Beyond the parallel scan, several targeted GPU optimizations:

- **Removed synchronous CUDA calls** from native kernels, improving throughput by avoiding unnecessary CPU-GPU synchronization points.
- **Scalar coefficient passing**: Biquad coefficients (`b0`, `b1`, `b2`, `a1`, `a2`) are now passed as scalar arguments to CUDA kernels instead of being extracted from device tensors, eliminating a GPU-to-CPU synchronization that was causing a segfault on some configurations.

## Benchmark Infrastructure

The benchmark suite has been migrated from standalone scripts to a **pytest-benchmark** suite under `benchmarks/`:

```bash
# Run all benchmarks
uv run pytest --benchmark-enable

# Run only IIR benchmarks
uv run pytest benchmarks/test_iir_bench.py --benchmark-enable

# Run only FIR benchmarks
uv run pytest benchmarks/test_fir_bench.py --benchmark-enable
```

Each benchmark compares **five backends**: TorchFX GPU (CUDA), TorchFX CPU, SciPy, Numba `@njit` (CPU), and Numba `@cuda.jit` (GPU), across signal durations from 1 to 300 seconds and varying channel counts / filter orders.

## Bug Fixes

- Fixed native extension being unreachable on CPU-only machines due to an overly strict `torch.cuda.is_available()` gate in `_ops.py`.
- Fixed segfault in the CUDA biquad kernel caused by dereferencing a device pointer on the host.

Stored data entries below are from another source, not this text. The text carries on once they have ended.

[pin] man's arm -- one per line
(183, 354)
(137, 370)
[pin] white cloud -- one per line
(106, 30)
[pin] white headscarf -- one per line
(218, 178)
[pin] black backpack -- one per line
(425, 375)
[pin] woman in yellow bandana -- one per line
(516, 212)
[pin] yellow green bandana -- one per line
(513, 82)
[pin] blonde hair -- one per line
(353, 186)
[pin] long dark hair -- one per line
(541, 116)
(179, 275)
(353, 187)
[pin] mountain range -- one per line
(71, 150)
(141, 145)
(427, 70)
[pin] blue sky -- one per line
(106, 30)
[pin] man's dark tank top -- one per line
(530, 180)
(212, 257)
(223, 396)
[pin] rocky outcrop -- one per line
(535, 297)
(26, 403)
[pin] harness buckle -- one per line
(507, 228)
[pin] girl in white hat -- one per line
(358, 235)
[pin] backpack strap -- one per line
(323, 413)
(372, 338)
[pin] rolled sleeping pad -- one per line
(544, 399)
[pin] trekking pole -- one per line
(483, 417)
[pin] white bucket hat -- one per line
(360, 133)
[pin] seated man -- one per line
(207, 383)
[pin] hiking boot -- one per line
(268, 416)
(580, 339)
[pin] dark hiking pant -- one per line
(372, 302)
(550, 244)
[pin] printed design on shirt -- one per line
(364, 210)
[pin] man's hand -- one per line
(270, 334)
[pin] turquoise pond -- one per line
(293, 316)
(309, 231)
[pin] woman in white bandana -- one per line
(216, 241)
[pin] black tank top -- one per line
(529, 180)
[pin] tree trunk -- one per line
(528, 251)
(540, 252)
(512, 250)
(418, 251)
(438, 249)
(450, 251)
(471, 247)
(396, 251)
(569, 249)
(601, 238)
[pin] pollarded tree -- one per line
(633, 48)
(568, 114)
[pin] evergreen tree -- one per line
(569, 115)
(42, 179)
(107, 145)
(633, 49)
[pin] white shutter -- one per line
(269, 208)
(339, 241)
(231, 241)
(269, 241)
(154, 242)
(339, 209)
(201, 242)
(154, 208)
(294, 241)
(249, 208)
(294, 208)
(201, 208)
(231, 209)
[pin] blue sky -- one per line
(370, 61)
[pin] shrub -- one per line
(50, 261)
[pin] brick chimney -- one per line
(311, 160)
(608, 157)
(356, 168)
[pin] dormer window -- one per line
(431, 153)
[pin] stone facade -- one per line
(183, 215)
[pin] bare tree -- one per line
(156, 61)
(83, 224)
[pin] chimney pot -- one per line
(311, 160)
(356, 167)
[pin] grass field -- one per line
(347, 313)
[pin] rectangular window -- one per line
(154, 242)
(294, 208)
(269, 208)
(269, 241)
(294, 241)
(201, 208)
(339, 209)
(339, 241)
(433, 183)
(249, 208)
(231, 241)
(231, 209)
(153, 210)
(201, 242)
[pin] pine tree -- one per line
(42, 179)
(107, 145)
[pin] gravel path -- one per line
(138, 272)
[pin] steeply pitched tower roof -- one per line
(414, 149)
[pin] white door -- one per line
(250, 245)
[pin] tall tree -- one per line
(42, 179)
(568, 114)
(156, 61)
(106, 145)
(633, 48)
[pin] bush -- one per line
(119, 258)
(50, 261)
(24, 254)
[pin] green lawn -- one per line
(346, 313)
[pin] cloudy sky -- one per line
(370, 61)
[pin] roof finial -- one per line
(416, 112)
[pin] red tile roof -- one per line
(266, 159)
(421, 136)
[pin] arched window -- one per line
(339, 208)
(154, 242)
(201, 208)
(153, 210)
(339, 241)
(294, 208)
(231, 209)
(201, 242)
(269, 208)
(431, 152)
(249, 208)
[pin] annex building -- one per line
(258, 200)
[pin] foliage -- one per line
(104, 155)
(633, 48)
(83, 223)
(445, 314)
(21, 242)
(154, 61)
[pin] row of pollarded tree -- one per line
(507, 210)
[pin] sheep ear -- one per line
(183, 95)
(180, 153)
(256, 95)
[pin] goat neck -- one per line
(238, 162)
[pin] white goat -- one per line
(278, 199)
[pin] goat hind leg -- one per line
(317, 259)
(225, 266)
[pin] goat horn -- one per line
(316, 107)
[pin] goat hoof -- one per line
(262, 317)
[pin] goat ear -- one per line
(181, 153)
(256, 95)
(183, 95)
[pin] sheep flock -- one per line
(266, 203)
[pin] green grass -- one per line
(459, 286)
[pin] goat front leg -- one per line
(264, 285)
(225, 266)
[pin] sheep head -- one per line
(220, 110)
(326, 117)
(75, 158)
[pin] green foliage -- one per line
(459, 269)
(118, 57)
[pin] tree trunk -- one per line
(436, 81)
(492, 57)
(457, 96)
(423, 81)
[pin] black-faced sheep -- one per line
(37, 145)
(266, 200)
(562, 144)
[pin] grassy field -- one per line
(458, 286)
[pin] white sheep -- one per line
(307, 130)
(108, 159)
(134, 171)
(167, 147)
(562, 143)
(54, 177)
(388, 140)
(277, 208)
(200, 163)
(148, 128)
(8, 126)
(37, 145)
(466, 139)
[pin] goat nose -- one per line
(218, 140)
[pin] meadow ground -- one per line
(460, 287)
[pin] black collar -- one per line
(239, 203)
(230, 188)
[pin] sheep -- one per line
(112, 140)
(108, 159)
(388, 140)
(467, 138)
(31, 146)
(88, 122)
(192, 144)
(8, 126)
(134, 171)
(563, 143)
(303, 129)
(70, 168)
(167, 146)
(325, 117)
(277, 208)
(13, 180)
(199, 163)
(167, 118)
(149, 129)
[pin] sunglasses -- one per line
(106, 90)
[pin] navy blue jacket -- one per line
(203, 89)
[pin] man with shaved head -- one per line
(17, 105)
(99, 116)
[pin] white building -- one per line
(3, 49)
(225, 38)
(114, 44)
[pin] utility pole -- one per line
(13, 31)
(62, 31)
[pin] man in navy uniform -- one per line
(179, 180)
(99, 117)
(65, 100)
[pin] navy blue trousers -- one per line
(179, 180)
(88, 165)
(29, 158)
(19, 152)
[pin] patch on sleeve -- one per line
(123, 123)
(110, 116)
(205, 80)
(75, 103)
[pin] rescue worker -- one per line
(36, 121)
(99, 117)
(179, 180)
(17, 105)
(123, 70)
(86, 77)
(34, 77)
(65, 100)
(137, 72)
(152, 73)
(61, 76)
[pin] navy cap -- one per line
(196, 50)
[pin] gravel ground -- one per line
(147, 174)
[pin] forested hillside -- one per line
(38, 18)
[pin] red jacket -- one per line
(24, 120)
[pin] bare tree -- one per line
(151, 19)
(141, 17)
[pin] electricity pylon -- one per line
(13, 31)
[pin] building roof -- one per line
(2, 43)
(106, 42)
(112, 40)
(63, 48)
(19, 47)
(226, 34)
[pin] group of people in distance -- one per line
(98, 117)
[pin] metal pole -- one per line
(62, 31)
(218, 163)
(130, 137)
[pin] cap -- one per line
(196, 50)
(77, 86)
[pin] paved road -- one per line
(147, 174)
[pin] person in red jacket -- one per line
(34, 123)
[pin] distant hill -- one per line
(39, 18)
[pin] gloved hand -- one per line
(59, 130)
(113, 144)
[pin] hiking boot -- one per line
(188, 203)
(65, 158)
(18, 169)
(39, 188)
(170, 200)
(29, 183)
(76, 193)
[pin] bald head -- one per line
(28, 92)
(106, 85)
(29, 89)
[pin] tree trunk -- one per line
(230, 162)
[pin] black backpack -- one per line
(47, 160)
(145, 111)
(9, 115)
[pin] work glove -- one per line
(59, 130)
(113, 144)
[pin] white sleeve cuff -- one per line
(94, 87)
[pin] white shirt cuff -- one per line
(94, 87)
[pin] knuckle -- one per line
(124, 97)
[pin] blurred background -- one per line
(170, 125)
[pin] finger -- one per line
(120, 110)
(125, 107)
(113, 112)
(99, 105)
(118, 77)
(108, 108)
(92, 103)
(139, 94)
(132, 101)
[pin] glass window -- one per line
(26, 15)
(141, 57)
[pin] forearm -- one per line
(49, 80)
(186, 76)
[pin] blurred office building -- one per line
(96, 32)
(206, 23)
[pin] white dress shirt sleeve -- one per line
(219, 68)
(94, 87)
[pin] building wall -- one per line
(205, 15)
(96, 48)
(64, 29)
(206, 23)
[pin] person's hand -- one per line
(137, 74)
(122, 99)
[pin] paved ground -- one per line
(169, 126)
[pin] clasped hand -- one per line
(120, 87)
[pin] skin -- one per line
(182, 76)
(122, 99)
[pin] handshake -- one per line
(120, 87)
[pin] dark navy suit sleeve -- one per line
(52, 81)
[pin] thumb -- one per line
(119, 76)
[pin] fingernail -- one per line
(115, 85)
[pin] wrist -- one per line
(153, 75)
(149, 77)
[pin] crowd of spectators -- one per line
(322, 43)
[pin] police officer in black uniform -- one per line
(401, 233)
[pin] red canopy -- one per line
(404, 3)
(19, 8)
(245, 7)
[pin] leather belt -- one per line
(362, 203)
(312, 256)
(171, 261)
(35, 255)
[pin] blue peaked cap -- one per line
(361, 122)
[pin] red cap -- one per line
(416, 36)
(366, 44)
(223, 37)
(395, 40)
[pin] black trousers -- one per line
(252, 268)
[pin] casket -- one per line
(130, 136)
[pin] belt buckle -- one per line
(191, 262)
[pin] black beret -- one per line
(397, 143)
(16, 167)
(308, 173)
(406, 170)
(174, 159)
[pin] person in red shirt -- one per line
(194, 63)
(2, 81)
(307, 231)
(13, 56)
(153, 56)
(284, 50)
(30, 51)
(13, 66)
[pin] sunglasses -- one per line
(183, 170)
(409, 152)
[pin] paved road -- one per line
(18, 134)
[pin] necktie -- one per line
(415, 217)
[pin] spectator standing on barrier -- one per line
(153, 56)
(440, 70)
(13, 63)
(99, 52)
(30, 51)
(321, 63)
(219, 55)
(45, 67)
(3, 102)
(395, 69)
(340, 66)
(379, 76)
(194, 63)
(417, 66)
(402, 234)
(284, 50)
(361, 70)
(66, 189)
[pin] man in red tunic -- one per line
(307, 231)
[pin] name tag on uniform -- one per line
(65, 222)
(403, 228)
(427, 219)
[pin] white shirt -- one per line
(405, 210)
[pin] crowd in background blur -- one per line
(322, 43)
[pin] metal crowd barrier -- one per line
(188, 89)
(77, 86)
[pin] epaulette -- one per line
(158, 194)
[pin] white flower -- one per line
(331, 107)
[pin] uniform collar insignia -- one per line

## Benchmark Results (RTX 6000)

Here's a snapshot from our CI benchmarks on a Quadro RTX 6000 (24 GB):

| Backend | 300s / order 12 IIR | Relative |
|---------|--------------------:|----------|
| **TorchFX GPU** | **550 ms** | 1.0x |
| TorchFX CPU | 1,086 ms | 2.0x slower |
| Numba `@njit` CPU | TBD | -- |
| SciPy | 5,428 ms | 9.9x slower |
| Numba `@cuda.jit` | 12,957 ms | 23.6x slower |

The GPU kernel maintains sub-millisecond standard deviation, making it suitable for latency-sensitive workloads.

## Installation

```bash
pip install torchfx
```

The native extension compiles automatically on first import. Ensure you have:
- **GCC >= 9** (or equivalent C++17 compiler)
- **PyTorch >= 2.0** with matching CUDA toolkit (for GPU kernels)
- `setuptools` (now a runtime dependency, required by `torch.utils.cpp_extension`)

For CPU-only builds:

```bash
TORCHFX_NO_CUDA=1 pip install torchfx
```

## What's Next

With the performance foundation in place, we're turning our attention to:

- Additional effects: compressor, phaser, pitch shift
- Batch processing optimizations for the CLI pipeline
- v1.0.0 release candidate with API stability guarantees

> Benchmarks where run on a Quadro RTX 6000 (24 GB) with CUDA 12.1 and PyTorch 2.10.0. Performance may vary based on hardware and software configuration. Always benchmark on your target system for best results.